RESPONSE 2: There are differences between the authors on the preregistration and those on the post-study manuscript, which is quite common with registered reports. This is because the authors on the preregistration were planning on collecting/analyzing data and contributing to the writing and editing process (both of which are a requirement on the grackle project and are discussed in advance of any offers of co-authorship. We follow the ICMJE guidelines and this lab policy is listed at our website: http://corinalogan.com/ethics.html). The authors who were on the preregistration, but not on the post-study manuscript (Johnson-Ulrich, Bergeron, and McCune) were removed because they either left the project before data collection on this experiment started and/or they chose not to contribute to the writing/editing process. The authors who were not on the preregistration, but are on the post-study manuscript (Folsom, MacPherson, and Deffner) were added because they joined the project after the preregistration passed pre-study peer review and they contributed to data collection or analysis and writing/editing. As such, the preregistration citation is different from the post-study manuscript citation.

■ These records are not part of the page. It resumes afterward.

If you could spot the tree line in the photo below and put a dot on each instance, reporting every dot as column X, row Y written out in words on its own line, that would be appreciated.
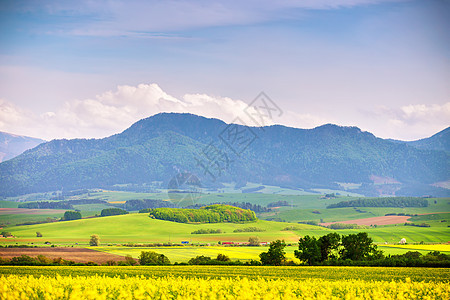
column 216, row 213
column 382, row 202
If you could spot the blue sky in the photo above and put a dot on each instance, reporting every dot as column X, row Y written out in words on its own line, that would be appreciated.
column 92, row 68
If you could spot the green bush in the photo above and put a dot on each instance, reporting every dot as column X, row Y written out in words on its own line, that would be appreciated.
column 113, row 212
column 216, row 213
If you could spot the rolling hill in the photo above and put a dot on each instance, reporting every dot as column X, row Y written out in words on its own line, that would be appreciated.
column 12, row 145
column 155, row 149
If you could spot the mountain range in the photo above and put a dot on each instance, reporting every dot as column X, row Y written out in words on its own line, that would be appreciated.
column 154, row 150
column 12, row 145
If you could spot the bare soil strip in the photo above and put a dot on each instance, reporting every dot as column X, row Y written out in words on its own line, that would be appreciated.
column 28, row 211
column 81, row 255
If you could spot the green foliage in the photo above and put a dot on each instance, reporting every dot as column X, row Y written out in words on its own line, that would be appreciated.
column 71, row 215
column 152, row 258
column 206, row 231
column 276, row 256
column 346, row 226
column 216, row 213
column 113, row 212
column 279, row 203
column 308, row 250
column 359, row 247
column 46, row 205
column 323, row 155
column 95, row 240
column 383, row 202
column 329, row 243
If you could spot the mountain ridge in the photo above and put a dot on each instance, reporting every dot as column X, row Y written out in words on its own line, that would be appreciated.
column 12, row 145
column 155, row 148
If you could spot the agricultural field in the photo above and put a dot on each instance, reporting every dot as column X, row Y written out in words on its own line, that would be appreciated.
column 139, row 228
column 187, row 282
column 182, row 254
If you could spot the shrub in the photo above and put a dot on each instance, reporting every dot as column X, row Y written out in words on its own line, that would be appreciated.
column 216, row 213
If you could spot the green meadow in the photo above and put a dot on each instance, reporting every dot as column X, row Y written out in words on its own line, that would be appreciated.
column 139, row 228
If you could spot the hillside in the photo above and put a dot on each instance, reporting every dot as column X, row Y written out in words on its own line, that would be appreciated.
column 12, row 145
column 439, row 141
column 153, row 149
column 140, row 228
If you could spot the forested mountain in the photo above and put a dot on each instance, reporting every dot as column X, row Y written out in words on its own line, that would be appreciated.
column 158, row 147
column 12, row 145
column 439, row 141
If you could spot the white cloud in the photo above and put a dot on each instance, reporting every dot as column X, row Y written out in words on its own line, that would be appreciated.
column 113, row 111
column 145, row 18
column 410, row 122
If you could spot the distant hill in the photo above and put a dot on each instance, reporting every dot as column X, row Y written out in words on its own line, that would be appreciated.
column 155, row 149
column 439, row 141
column 12, row 145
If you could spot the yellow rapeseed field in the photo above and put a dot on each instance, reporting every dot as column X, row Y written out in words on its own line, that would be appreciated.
column 170, row 287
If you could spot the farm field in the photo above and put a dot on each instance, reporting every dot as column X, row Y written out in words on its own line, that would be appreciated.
column 183, row 254
column 185, row 282
column 78, row 255
column 444, row 248
column 139, row 228
column 321, row 214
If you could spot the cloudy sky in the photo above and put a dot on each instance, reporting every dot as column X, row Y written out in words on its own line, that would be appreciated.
column 92, row 68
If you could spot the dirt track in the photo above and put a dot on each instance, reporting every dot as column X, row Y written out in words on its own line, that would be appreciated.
column 385, row 220
column 28, row 211
column 75, row 254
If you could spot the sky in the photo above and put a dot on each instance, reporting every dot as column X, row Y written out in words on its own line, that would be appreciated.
column 90, row 69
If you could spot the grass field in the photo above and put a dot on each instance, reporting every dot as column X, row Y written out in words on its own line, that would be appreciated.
column 298, row 273
column 139, row 228
column 296, row 214
column 183, row 254
column 212, row 282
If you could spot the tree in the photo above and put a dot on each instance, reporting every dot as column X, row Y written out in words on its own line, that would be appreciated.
column 95, row 240
column 308, row 250
column 276, row 256
column 113, row 212
column 327, row 244
column 152, row 258
column 71, row 215
column 359, row 247
column 253, row 241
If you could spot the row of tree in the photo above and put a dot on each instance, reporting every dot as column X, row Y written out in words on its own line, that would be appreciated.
column 216, row 213
column 353, row 249
column 382, row 202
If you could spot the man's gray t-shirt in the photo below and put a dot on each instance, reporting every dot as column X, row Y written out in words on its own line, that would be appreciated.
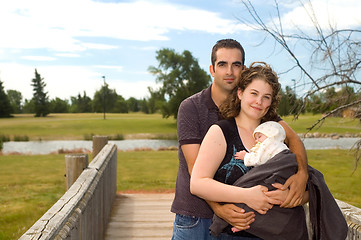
column 195, row 115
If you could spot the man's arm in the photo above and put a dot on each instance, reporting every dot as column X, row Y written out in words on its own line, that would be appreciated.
column 297, row 182
column 229, row 212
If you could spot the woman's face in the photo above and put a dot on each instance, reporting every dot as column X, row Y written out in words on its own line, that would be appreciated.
column 256, row 99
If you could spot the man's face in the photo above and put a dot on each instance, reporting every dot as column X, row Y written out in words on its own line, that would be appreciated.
column 227, row 68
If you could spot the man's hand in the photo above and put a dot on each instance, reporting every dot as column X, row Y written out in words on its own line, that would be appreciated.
column 297, row 185
column 234, row 215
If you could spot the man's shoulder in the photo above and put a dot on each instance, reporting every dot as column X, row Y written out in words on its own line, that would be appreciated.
column 197, row 98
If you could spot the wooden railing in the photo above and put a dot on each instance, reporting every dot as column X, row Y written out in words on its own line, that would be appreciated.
column 353, row 217
column 83, row 211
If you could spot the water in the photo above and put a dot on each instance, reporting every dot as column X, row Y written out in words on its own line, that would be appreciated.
column 47, row 147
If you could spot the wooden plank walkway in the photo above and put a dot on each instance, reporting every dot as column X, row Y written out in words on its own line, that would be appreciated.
column 141, row 216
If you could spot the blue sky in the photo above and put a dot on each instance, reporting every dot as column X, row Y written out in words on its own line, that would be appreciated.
column 73, row 44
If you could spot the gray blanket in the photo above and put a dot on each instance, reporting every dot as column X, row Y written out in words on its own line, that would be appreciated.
column 289, row 223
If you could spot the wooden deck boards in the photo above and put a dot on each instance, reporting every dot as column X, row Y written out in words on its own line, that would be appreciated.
column 141, row 216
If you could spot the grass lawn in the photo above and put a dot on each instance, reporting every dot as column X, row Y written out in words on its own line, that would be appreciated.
column 31, row 184
column 79, row 126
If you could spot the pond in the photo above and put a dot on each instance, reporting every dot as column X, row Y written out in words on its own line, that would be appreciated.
column 47, row 147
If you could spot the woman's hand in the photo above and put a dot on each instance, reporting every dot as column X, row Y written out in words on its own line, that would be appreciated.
column 234, row 215
column 279, row 194
column 258, row 200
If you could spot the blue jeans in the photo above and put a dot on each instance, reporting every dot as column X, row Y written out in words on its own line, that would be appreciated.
column 195, row 228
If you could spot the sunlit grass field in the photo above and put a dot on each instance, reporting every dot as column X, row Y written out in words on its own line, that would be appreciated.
column 76, row 126
column 31, row 184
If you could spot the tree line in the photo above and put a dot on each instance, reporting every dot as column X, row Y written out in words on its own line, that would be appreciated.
column 180, row 76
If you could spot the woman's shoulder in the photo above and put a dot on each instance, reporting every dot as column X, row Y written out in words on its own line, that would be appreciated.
column 226, row 123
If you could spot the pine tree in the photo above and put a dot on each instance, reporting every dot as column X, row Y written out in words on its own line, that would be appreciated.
column 5, row 107
column 40, row 98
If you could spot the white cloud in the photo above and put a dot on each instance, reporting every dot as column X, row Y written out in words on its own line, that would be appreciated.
column 340, row 14
column 38, row 58
column 61, row 81
column 66, row 81
column 117, row 68
column 60, row 24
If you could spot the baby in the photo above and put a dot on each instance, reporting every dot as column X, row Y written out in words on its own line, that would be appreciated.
column 269, row 138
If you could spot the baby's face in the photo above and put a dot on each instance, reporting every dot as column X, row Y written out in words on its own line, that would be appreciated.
column 260, row 137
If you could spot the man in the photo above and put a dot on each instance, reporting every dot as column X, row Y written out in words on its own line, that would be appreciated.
column 196, row 114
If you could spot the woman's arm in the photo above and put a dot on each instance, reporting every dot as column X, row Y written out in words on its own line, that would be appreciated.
column 210, row 156
column 297, row 182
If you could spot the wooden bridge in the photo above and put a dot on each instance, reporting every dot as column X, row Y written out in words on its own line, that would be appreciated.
column 91, row 209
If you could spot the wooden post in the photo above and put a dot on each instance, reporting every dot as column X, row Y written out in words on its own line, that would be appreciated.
column 98, row 143
column 74, row 166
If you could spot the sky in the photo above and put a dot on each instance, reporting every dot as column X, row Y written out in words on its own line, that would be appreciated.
column 73, row 44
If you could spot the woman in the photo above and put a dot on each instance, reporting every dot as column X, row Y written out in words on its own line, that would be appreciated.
column 252, row 102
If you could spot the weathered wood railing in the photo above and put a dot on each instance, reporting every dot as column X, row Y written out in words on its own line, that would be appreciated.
column 83, row 211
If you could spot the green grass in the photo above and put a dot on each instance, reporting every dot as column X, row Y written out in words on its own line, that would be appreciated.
column 31, row 184
column 76, row 126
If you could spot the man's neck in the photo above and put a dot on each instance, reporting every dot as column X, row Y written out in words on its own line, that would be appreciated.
column 218, row 95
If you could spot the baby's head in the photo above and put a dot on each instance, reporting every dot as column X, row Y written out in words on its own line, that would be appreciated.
column 259, row 137
column 271, row 130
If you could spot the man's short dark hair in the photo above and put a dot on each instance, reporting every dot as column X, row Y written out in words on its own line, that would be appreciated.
column 226, row 43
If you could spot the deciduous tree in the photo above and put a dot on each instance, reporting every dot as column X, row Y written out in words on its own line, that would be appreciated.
column 180, row 77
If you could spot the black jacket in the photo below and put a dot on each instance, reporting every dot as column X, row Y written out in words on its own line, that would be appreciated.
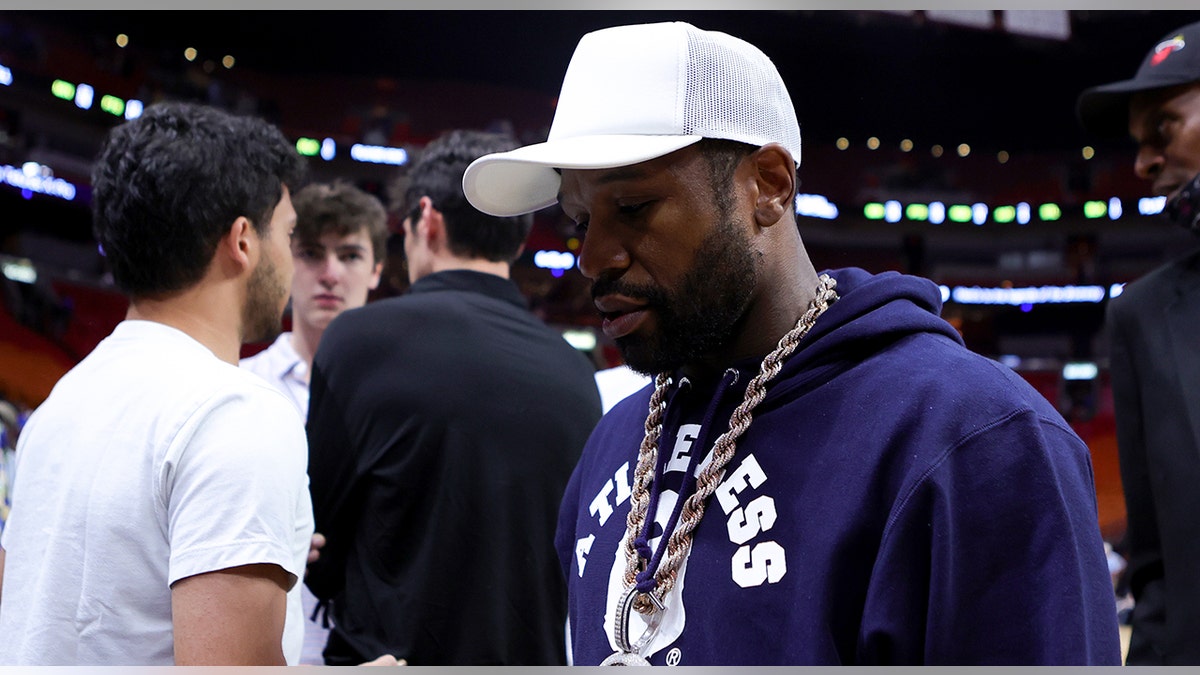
column 1155, row 332
column 443, row 426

COMMENT 3: Lines 38-43, conclusions in the abstract. Similar to lines 222-223, this should be reformulated to be more cautious or changed.

RESPONSE 3: We revised the text in the abstract to acknowledge the limitation in the claims from our study (see Response 7 for details).

COMMENT 4: Page 3: The first figure you reference is Fig. 4. Please adapt the figure numbering to start with 1.

RESPONSE 4: Good catch! We fixed it.

COMMENT 5: Table 1: correct formatting of “eta^2”.

RESPONSE 5: Thanks for catching this - we fixed it.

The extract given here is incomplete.